How This 23-year-old Was Able to Buy a $568,000 Home

Janine Rogan
by Janine Rogan April 30, 2016 / No Comments

Rich Watson purchased his first home in June 2014, right before the oil crash. The 23-year-old tax accountant picked a condo in downtown Calgary that would give him easy access to work, and would maintain its value in the long run.

Ever since his first summer job in high school, he’s always been financially prudent socking money away for a rainy day. It wasn’t until Watson’s last year of university that he decided his rainy day fund would turn into the down payment on his first property.

He’s always lived a relatively frugal lifestyle, which has helped him save for the future and get his foot into the real estate market. Watson purchased a two-bedroom, two-bathroom, 1,100 square foot pre-construction condo in downtown Calgary. He moved in 15 months after purchasing.
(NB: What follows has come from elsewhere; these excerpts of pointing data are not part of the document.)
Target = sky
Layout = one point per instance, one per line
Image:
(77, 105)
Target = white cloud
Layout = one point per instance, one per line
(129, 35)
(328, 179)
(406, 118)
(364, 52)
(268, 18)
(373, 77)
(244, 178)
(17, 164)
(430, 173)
Janine: How did you know you were ready to own a home?

Rich: I started to feel a little constricted at home. I was entering my last semester of university and wanted to have my own space. I think I felt ready to move out first and then I decided that I didn’t want to pay someone else’s mortgage. That’s when I decided that I wanted to purchase a home instead of rent.
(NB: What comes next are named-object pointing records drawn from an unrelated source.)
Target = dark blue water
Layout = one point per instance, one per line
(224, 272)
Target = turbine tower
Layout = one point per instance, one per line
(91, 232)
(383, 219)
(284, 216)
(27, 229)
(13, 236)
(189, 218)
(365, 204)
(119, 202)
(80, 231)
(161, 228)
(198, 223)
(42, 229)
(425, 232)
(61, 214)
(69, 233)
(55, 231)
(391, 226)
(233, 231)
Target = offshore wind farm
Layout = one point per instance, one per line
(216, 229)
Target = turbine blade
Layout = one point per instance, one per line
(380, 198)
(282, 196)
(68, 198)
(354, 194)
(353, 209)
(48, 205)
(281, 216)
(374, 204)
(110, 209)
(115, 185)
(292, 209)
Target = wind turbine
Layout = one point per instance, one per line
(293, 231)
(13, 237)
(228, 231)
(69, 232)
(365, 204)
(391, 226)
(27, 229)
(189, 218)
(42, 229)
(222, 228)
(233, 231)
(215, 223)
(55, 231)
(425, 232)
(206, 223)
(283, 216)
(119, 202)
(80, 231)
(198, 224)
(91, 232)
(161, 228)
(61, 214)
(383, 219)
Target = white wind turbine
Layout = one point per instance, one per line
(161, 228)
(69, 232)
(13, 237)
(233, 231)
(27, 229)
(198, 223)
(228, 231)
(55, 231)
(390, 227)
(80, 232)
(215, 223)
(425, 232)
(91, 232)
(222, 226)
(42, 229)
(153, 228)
Janine: Why did you purchase a new condo?

Rich: When I started looking, I did a lot of market research with my parents. We looked at comparable areas and buildings and felt that this development was priced well for what you got. We came into the development late; [the developer] was selling the last few units. We liked what we saw and thought that the condo fees were relatively low so we committed to it.
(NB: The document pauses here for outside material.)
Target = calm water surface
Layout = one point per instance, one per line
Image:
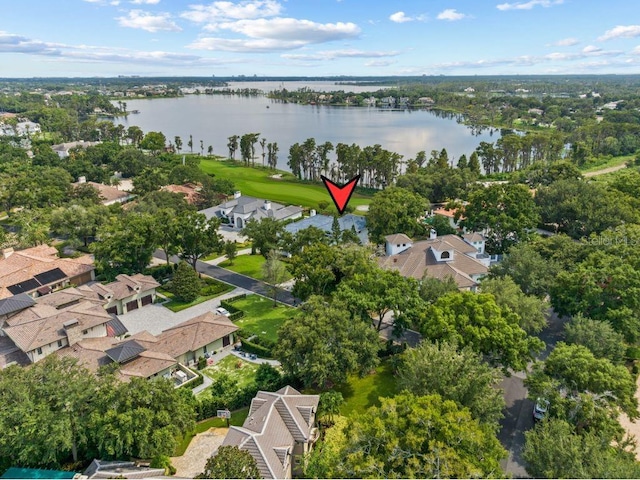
(213, 118)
Janine: How much did you put down on the home, and what are the details of your mortgage?

Rich: The purchase price of my unit was $568,000, and with a bit of help from my parents, we were able to put down more than 20% on the condo. My mortgage has an interest rate of 2.44%. Since I was entering a profession that has a lower starting salary, I wanted to keep the monthly costs down. To do this meant putting more down on the property upfront.

Janine: Did you feel like your emotions were involved when you purchased the home?

Rich: I would say a mix of staying rational and letting my emotions get involved a little bit. I was with both of my parents when I decided to purchase the condo and definitely started to dream of living in the unit. Logically, I did the math to see what I would need to put down to afford the condo, but the area and vibe gave me an all-around good feeling.

Janine: Do you think you were in a buyer’s market and did this affect the price you paid?

Rich: Timing wise it was definitely a seller’s market and if we had waited a little we might have been able to get a lower price. However, I have seen the condo maintain its value through the downturn.

Janine: How was the process of getting a mortgage?

Rich: It was horribly stressful. Originally I wanted to go with the bank my parents had been with for years. It was able to offer a good rate but there was a large misunderstanding when it came to the title of the property. One minute it was okay with just my name on the title. And the next minute, it wanted my parents as co-signers. This led to the mortgage getting pulled four days before I needed it. In a panic I started reaching out to another bank to get a new mortgage approved. During this misunderstanding my original bank came back to me and we sorted out the mortgage. At the end of the day, everything was sorted out but it was a very stressful process.

Janine: Did you find putting down as much as you did helped you secure your mortgage?

Rich: Putting down so much helped us secure a lower rate, as we were a lower risk for bank. This, plus a long family history with the bank, allowed me to secure a lower rate.